Marlon ist ein untypischer Held, und nur auf den ersten Blick ein »männlicher, weißer, able-bodied, Hetero-Cis Held«, die in der SF oft zu finden sind. Auf den zweiten Blick leidet er unter Migräne, die ihn auch komplett ausknockt und ist nicht hetero, auch wenn ich ihn zunächst so gelesen hatte. Er ist pansexuell und nicht grundsätzlich auf Frauen beschränkt, auch wenn sein hier szenisch geschildertes Interesse sich in der Hauptsache auf zwei Frauen konzentriert (hauptsächlich, aber nicht nur).

Er hat oft Schwierigkeiten, die Rolle des muskulösen Helden auszufüllen und weicht von dem Klischee in vielen Punkten ab, ich bin ihm gern gefolgt. Zunächst einmal leidet er unter Migräne. Dann steht er in der Hierarchie deutlich unter Sunita und Rain und hadert damit. Zudem zeigt er durchaus Schwächen, sogar kurz vor dem Sex mit Sunita, eine menschliche, gut beobachtete Szene.

Er hat den Drang, Menschen zu retten, das kommt äußerst sympathisch rüber. Manchmal wie die Parodie des typischen Helden, der er gern wäre:

 

»Marlon konnte es sich nicht verkneifen, sie alle erneut daran zu erinnern: Hey, Leute, wenn was schiefläuft, kümmere ich mich!«

 

Die fünf Flugjahre werden aus seiner Sicht nicht problematisiert, diese lange Zeit und ihre Konsequenzen, diese zu dritt auf engem Raum verbracht zu haben, werden aus Rains Sicht plastischer dargestellt. Aus Marlons Sicht heißt es nur »Nach so vielen Jahren waren sie endlich angekommen!«. Das kann man so interpretieren, dass die Autorx absichtlich den Unterschied zwischen Marlons Wahrnehmung und (etwas später) Rains zeigen möchte. Rain ist tiefschichtiger.

Marlon ist aus Berlin, wirkt naiv und aus Sunitas Sicht rein vom Äußeren her »Männlichkeit in Großbuchstaben«. Die Autorx geht auch mit dieser Figur liebevoll um.

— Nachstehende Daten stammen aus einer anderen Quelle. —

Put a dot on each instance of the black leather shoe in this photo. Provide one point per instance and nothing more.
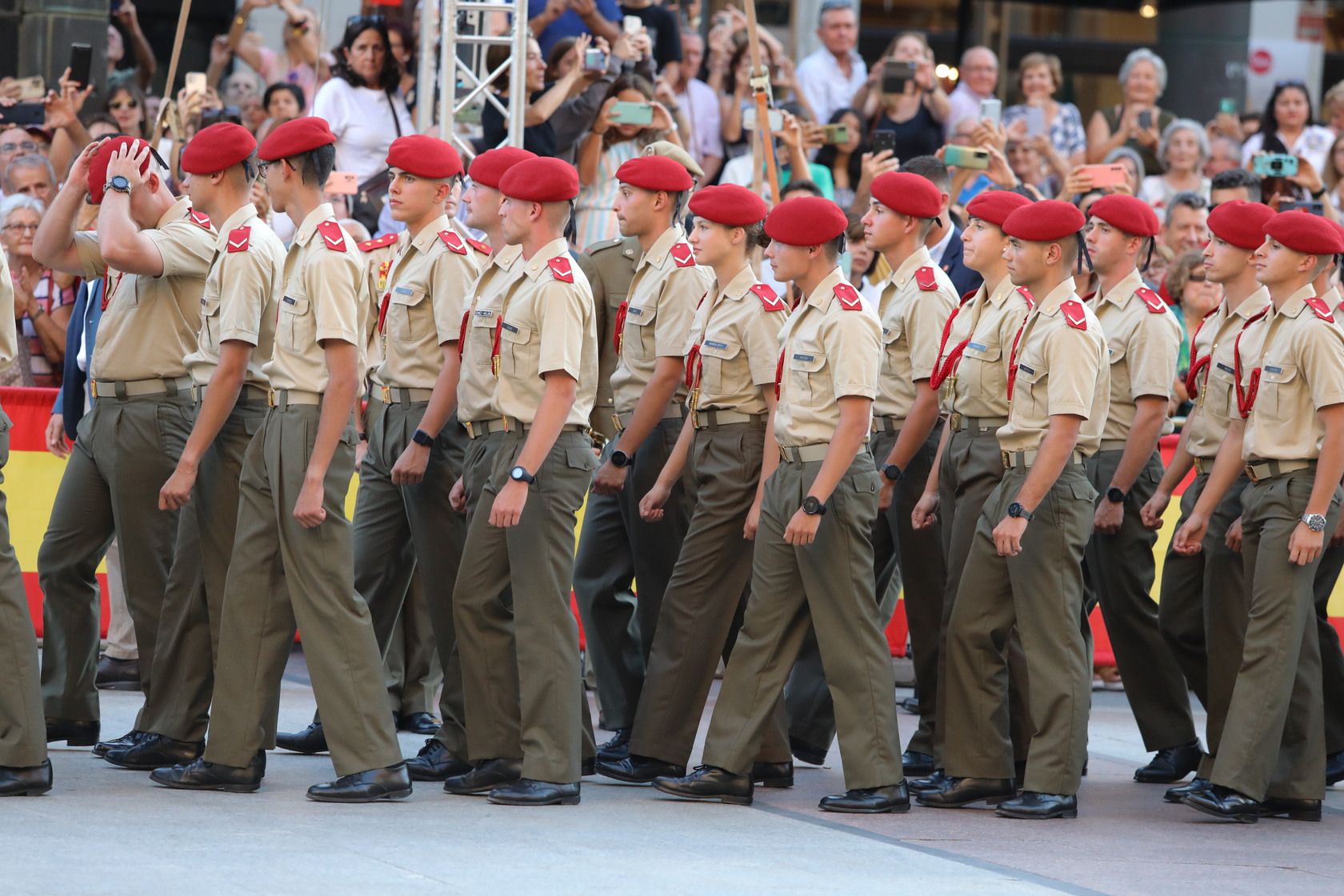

Er hat keine wissenschaftliche Ausbildung. In seiner Zeit auf dem Titan hat er sich bezüglich Maschinenbau weitergebildet und er kennt sich gut im Bereich Fitness aus. Offiziell ist er eine Hilfskraft. Die anderen lassen ihn das nicht spüren, bis Krasnikov dazukommt und ihn wie einen Diener behandelt, was Marlon erzürnt. Seine Art, damit umzugehen, finde ich sympathisch.

Im Laufe des Romans passiert bei Marlon einiges, vor allem, was Liebe, Zugehörigkeit und die Übernahme von Verantwortung betrifft.

 

Rain Seung

Rain ist von der Prägung her britisch, ihre Familie stammt aus Hongkong. Sie ist nonbinär, bevorzugt das Pronomen »sie«, sorgt aktiv dafür, möglichst weiblich auszusehen, wird dennoch manchmal hartnäckig für einen jungen Mann gehalten (Missgendering). Sie ist ohne Uterus geboren und hat sich aktiv gegen eine Transplantation eines solchen entschieden, sorgt mit Hormonen dafür, dass ihr keine Körperbehaarung und kein Bart wächst.

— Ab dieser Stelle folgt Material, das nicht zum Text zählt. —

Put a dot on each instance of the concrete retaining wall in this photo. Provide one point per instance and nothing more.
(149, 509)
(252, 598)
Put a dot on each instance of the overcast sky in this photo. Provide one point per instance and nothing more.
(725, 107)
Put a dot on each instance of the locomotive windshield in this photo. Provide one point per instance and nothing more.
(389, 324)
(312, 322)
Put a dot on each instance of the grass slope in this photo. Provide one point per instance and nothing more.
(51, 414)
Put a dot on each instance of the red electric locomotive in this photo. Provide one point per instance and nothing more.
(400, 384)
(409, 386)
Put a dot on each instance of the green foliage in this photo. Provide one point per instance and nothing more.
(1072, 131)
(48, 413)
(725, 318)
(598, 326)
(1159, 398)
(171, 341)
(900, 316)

Rain ist eine gute Beobachterin. An einer Stelle im Dialog mit Marlon bricht sie das Gespräch freiwillig ab und hilft ihm, seine Tabletten zu finden, weil ihr klar wird, dass er sich vor lauter Migräneschmerzen nicht mehr konzentrieren kann. Nicht jede Person würde das merken, beachten und auch noch helfen, obwohl man eigentlich etwas Wichtiges mitzuteilen hat.

Ihre Fähigkeit, sich in andere Menschen hineinzuversetzen und ihre Strategien, um dies zu erreichen, sind bemerkenswert. Da lässt sie ganz viel von sich los. Davon gibt es eine bemerkenswerte Szene, in der es ihr gelingt, sich in Krasnikov hineinzuversetzen und im Spiegel »für einen kurzen Moment« »Krasnikov in ihrem eigenen Gesicht sehen« kann. »Das erschütterte sie.«

Rain ist eine derart gute Gamerin, dass sonst nur KIs eine Chance gegen sie haben. Tami (taucht in Teil 2 auf) ist der erste Mensch, der ein Unentschieden erlangt. Sie freut sich über diese neue Herausforderung und Erfahrung.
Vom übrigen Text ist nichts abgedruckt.